Dr. Clément N. David and colleagues explain that T. gondii can infect virtually all mammals, and infects about one-third of the world's human population — it's a chronic infection. It exists in the brain as inactive cysts which are kept in check by macrophages (part of the immune system). If the immune system is not normally active, the cysts can cause an active infection.
Toxoplasma infection, they state, "has been suggested to be a significant risk factor in Parkinson’s, Alzheimer’s, mania and schizophrenia and is correlated with specific changes in murine and human behavior." They suggest that the mechanism by which these changes occur is the dysregulation of glutamate, a major neurotransmitter in the central nervous system.

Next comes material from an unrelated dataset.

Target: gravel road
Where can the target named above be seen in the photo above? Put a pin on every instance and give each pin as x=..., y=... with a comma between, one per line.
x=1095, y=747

A particular type of brain cell, the star-shaped astrocyte, is multi-functional. For example, in the brain astrocytes secrete glutamate, and help maintain the blood-brain barrier. Their function with respect to glutamate involves adjusting the uptake and release of glutamate, as well as its conversion into glutamine. Previous observations of such cells during T. gondii infection have suggested that their physiology may be altered as a result of infection — in particular there seems to be an increased level of glutamate in the extracellular space in the brain. And such elevated glutamate levels have been associated with neurodegenerative diseases such as amyotrophic lateral sclerosis (ALS), multiple sclerosis (MS), and Alzheimer's disease.
These researchers used mice infected with T. gondii to further investigate the association of this infection with brain abnormalities. They found that three weeks post infection, astrocytes in various brain regions were significantly swollen — and this swelling was still present 6- and 12-weeks post infection. Such swelling suggests alterations in astrocyte physiology as well as morphology, and indeed they found that the levels of extracellular glutamate were increased during the infection. Such increases were first seen about 4-weeks post-infection, and continued to increase thereafter. Further, abnormalities in the neurons associated with the astrocytes were also noted.
Treatment of infected mice with the antibiotic ceftriaxone, it was found, seemed to prevent T. gondii-induced glutamate dysregulation. The investigators also examined the effect of infection and ceftriaxone treatment on mouse behavior. They found that infection significantly decreased anxiety-linked behavior in a maze, but a week of antibiotic treatment did not return that activity to levels seen in uninfected mice.
"These data suggest that although infected mice are outwardly indistinguishable from their naïve counterparts, chronic CNS pathology is present," the authors stated. "The finding that chronic Toxoplasma infection in the brain induces significant disruption of neurotransmitters may support the theory that such an infection could trigger neurological disease in those already genetically predisposed."
Whether or not such changes initiated by T. gondii are causally linked to neurodegenerative conditions in humans certainly remains unknown. In addition, it will be important to know if other types of chronic brain infections have similar effects on brain function.